When the economy crashed in 2008, the Fed started buying mortgage bonds in 2009 to keep rates low, and ever since, they have been doing that since then. For an investor, a bond pays a rate of return, and the rate is ties to a bond’s price. If you reduce the buying rate of a bond, the rate of return will be higher, and if you pay more for a bond, the rate of return will be lower.
Since 2009, the Fed have always tried to taper off bond buying to reduce rate, but after the announcement to start tapering soon, plans to buy more bonds has been dropped, and this is one of the reasons mortgage rates have been rising since the week.
Before now, there have been certain misconceptions about the Fed setting & changing mortgage rates. This assumption is only true when it comes to Home Equity Lines of Credit, and even at that, the Fed only changes the policy rate, and not set the rate. The HELOC lenders does that. For example, the Fed kept its policy rate unchanged, but the mortgage rate still jumped by .125% in 30yr fixed terms, which is huge.

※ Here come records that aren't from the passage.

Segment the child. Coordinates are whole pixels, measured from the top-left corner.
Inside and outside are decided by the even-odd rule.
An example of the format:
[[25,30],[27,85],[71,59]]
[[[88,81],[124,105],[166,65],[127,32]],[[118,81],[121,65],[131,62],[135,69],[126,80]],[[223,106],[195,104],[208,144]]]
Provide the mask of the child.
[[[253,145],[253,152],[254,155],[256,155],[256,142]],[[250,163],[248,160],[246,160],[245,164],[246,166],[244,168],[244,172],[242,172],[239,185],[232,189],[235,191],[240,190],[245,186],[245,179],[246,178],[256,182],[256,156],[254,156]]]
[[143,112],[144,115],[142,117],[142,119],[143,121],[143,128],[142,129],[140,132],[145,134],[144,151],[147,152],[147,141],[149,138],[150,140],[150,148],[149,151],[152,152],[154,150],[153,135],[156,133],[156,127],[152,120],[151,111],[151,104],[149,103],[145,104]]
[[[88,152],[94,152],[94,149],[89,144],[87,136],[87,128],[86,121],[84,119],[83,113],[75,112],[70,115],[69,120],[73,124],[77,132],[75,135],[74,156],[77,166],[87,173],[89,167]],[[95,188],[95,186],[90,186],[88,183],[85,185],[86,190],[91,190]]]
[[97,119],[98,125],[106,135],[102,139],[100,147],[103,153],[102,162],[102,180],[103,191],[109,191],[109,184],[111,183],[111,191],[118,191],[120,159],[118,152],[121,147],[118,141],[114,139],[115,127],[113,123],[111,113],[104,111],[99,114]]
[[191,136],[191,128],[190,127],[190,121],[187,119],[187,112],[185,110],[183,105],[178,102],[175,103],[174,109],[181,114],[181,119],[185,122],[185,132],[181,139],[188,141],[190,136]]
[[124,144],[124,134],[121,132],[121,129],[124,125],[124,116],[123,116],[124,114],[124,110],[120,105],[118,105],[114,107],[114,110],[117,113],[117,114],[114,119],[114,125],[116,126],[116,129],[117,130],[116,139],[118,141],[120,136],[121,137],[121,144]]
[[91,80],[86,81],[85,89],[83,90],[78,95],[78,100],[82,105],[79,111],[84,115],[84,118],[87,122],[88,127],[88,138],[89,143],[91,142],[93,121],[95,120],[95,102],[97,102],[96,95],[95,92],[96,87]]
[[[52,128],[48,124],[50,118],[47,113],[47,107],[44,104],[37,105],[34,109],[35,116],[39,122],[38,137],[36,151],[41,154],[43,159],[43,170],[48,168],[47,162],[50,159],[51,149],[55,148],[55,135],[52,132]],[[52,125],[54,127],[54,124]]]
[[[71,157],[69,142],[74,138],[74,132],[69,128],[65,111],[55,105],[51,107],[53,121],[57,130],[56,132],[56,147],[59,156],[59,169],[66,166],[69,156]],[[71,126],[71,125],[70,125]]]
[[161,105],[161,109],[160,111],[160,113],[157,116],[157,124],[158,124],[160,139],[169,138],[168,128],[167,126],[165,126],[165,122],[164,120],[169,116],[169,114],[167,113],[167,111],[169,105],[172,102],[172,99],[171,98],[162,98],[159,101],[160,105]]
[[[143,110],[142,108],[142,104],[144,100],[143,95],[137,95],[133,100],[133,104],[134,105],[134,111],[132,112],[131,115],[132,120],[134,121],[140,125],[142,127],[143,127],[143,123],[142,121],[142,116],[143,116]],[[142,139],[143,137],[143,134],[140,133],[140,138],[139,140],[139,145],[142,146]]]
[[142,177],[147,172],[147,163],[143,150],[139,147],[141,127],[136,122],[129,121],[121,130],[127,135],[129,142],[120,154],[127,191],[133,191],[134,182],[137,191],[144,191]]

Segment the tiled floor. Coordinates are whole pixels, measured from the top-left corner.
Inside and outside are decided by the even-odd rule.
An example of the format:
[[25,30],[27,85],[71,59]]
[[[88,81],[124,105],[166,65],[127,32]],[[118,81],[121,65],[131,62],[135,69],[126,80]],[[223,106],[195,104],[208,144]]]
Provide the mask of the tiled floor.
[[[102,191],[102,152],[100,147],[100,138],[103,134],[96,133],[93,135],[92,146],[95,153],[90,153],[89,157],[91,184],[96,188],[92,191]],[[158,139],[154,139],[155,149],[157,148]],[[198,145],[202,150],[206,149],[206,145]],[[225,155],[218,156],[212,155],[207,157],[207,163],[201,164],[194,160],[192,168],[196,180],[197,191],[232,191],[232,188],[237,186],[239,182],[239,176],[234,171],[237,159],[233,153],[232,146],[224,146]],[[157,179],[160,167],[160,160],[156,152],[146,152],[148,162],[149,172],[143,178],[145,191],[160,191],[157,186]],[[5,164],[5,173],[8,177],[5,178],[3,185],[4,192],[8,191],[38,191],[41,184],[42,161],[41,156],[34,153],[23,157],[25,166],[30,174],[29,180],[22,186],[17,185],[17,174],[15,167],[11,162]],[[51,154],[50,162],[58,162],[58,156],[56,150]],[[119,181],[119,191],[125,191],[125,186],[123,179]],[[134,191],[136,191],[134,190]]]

To many, the timing and decision of this change regarding bonds buying programs is questionable, especially for the mortgage market. However, Fed members were more concerned about the outlook of future price rate hikes. This means there will be more discussions about tapering of Fed’s bond buying programs. Fed Chair Powell confirmed after the announcement that the Fed had taken huge steps in discussing tapering.
Bond market participants think that the Fed tapering of bond buying could happen before the end of the year. However, they are surprised that this decision took place in the middle of the year.
What is the further implication of this announcement for the mortgage market in upcoming years?
We can only hope that the rate doesn’t get higher. Considering the strong showing of the market since the beginning of the week, it remains to be seen if the mortgage hike is a beginning of an ongoing upward trend. We could possibly witness such a trend in the upcoming days, but we can only hope for a sustained momentum, at least before Fall, when the Fed decides the next big thing to do about the economy.
For homebuyers, it’s unlikely that rates will go lower. If you’re saving up to buy a home costing $400,000, with today’s spike in mortgage rate, you will spend more. This will break buyer’s budget, but one question still remains unsolved, will the spike in mortgage rate continue?